Man’s long battle for ID
‘Home Affairs used their people, the police and their jails to take my life’
SHOCKING details of the abuse of a teacher – who went from being employed and functioning to living on the streets after Home Affairs officials wrongly decided he was an illegal immigrant – have emerged in the Port Elizabeth High Court.
Reginald Vusumzi Sothomela, 69, won the last of several battles with Home Affairs, stretching over 20 years, finally getting an ID last month.
“They stole my life,” he said, describing how he had been sent from pillar to post, with Home Affairs officials insisting he was an illegal immigrant.
“Home Affairs used their people, the police and their jails to take my life,” Sothomela said.
After being stabbed in the eye while living on the streets, Sothomela is fast losing his sight.
An affidavit used to obtain a court order compelling the Department of Home Affairs to issue Sothomela with an ID details a series of administrative bungles – first starting in 1996 – that included arrests and deportations to Swaziland where Sothomela also held citizenship.
His mother, Gertrude Thokozile Abrahams, is a Swazi national.
According to records released by Home Affairs to Sothomela’s attorneys, his father, Njokweni Archibald Sotomela, who died in 2008, lived in Ferguson Road, Port Elizabeth, for all his life.
His parents, who never married, met when his mother worked as a nurse at Livingstone Hospital. He and his mother later moved to Swaziland where he matriculated in 1975 before studying teaching.
He held teaching posts in South Africa until retiring in 2006.
According to Home Affairs records, Sothomela was first arrested and deported to Swaziland in 1996 for “being in possession of a Swaziland passport bearing a surname other than Sothomela”.
“The surname on the Swazi passport was Abrahams, being my mother’s surname, the name under which my mother registered my birth in Swaziland,” he said.
In 2002, he was issued, once again, with a South African ID after he and his father submitted DNA evidence to prove their relationship.
In 2007, he asked for his ID to be reissued after it was stolen, but when he went to Home Affairs to ask about it, he was arrested.
“I was not even allowed to take my belongings from the place that I was renting in Central. I was driven to Lindela [Home Affairs’ holding facility for illegal immigrants] and taken to the Swazi border. But I returned to Port Elizabeth,” Sothomela said.
His identity document then got lost when he was treated at Sterkfontein Psychiatric Hospital while in Johannesburg.
“I went back to Home Affairs. They sent me to Pretoria, Pretoria sent me back to Port Elizabeth,” he said.
After several attempts to obtain information on the application came to nothing, he was informed that his ID had been “blocked”.

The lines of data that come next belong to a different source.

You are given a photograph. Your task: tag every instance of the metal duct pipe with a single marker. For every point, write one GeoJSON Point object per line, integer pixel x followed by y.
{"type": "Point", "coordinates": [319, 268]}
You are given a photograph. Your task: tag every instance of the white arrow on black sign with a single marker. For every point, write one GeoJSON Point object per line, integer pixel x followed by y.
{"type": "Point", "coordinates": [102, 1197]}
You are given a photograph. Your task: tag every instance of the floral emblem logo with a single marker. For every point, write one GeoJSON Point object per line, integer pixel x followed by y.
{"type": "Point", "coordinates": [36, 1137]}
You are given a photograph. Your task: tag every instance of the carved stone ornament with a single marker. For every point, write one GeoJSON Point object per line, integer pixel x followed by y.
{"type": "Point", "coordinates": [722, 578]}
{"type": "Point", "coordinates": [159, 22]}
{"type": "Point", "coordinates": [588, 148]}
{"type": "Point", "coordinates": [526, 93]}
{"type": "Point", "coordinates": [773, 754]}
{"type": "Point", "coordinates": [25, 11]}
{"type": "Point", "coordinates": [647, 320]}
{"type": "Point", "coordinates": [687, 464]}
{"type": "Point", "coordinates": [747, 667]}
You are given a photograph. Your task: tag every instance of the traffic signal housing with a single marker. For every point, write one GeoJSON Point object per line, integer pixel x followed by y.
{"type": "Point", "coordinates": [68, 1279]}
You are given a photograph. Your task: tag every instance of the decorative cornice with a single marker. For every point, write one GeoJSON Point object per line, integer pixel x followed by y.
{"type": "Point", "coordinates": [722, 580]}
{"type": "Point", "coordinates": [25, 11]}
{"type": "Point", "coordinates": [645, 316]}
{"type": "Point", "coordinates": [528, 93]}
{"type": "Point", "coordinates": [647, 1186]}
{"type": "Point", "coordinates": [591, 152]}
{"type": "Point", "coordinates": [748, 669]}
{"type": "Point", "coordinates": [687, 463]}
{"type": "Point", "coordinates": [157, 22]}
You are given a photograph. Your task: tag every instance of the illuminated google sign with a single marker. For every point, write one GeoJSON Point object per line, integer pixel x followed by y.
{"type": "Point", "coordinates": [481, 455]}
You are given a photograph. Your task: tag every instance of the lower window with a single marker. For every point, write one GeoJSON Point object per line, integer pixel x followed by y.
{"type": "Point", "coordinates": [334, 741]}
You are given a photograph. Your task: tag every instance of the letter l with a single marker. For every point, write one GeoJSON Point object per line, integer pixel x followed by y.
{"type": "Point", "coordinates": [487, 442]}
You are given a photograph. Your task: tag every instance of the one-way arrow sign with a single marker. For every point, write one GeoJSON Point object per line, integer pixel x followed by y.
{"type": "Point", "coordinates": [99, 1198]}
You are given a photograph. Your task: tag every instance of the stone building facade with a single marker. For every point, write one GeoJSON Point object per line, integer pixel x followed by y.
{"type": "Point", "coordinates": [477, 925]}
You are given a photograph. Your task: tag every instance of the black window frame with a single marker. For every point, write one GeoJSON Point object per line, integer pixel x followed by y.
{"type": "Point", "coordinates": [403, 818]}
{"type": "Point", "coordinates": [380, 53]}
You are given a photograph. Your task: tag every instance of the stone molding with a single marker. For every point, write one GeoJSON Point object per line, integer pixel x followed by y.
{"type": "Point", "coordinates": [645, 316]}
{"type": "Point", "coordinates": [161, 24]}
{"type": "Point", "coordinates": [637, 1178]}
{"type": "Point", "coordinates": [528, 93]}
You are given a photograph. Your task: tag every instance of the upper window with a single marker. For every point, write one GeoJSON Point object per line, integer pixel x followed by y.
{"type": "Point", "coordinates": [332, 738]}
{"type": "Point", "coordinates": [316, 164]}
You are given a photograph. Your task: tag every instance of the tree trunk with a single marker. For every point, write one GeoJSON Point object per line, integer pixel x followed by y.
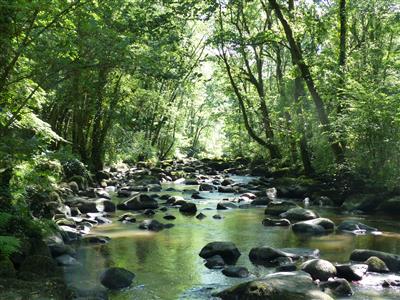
{"type": "Point", "coordinates": [298, 59]}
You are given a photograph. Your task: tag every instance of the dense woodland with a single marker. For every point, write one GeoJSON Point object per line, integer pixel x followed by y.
{"type": "Point", "coordinates": [310, 87]}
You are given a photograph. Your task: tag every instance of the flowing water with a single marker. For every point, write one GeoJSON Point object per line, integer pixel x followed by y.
{"type": "Point", "coordinates": [167, 264]}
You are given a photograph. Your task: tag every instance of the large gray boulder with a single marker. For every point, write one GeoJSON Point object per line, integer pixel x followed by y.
{"type": "Point", "coordinates": [392, 261]}
{"type": "Point", "coordinates": [227, 250]}
{"type": "Point", "coordinates": [319, 269]}
{"type": "Point", "coordinates": [279, 286]}
{"type": "Point", "coordinates": [315, 226]}
{"type": "Point", "coordinates": [299, 214]}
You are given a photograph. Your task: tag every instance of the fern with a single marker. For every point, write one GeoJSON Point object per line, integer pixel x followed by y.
{"type": "Point", "coordinates": [9, 245]}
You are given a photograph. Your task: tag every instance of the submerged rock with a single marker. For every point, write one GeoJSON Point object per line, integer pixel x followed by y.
{"type": "Point", "coordinates": [233, 271]}
{"type": "Point", "coordinates": [392, 261]}
{"type": "Point", "coordinates": [116, 278]}
{"type": "Point", "coordinates": [375, 264]}
{"type": "Point", "coordinates": [319, 269]}
{"type": "Point", "coordinates": [299, 214]}
{"type": "Point", "coordinates": [227, 250]}
{"type": "Point", "coordinates": [279, 286]}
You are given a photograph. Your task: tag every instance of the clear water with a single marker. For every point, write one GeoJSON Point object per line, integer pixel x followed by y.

On June 27 last year, Sothomela was accompanied to Home Affairs’ Port Elizabeth offices by Legal Aid attorney Mike Burmeister.
“The office manager told us all the relevant documentation had been forwarded to Pretoria who were now dealing with the matter,” he said.
But he would wait another six months to hear anything.
“Without an ID, I can’t find work or housing or apply for a grant. My aged mother is in Swaziland and I cannot visit her,” Sothomela said.
No response was received from Home Affairs, but in papers before court they said the delay was caused by an outstanding document.
“The unfair treatment that Mr Sothomela received from Home Affairs prompted PE Justice Centre staff to act on his behalf,” Legal Aid spokeswoman Abongile Tyopo said.
She said following an application brought by Legal Aid, Sothomela has been issued with an ID and a passport to visit his mother in Swaziland.
Burmeister has also written to Sassa to reinstate Sothomela’s old age grant with back pay.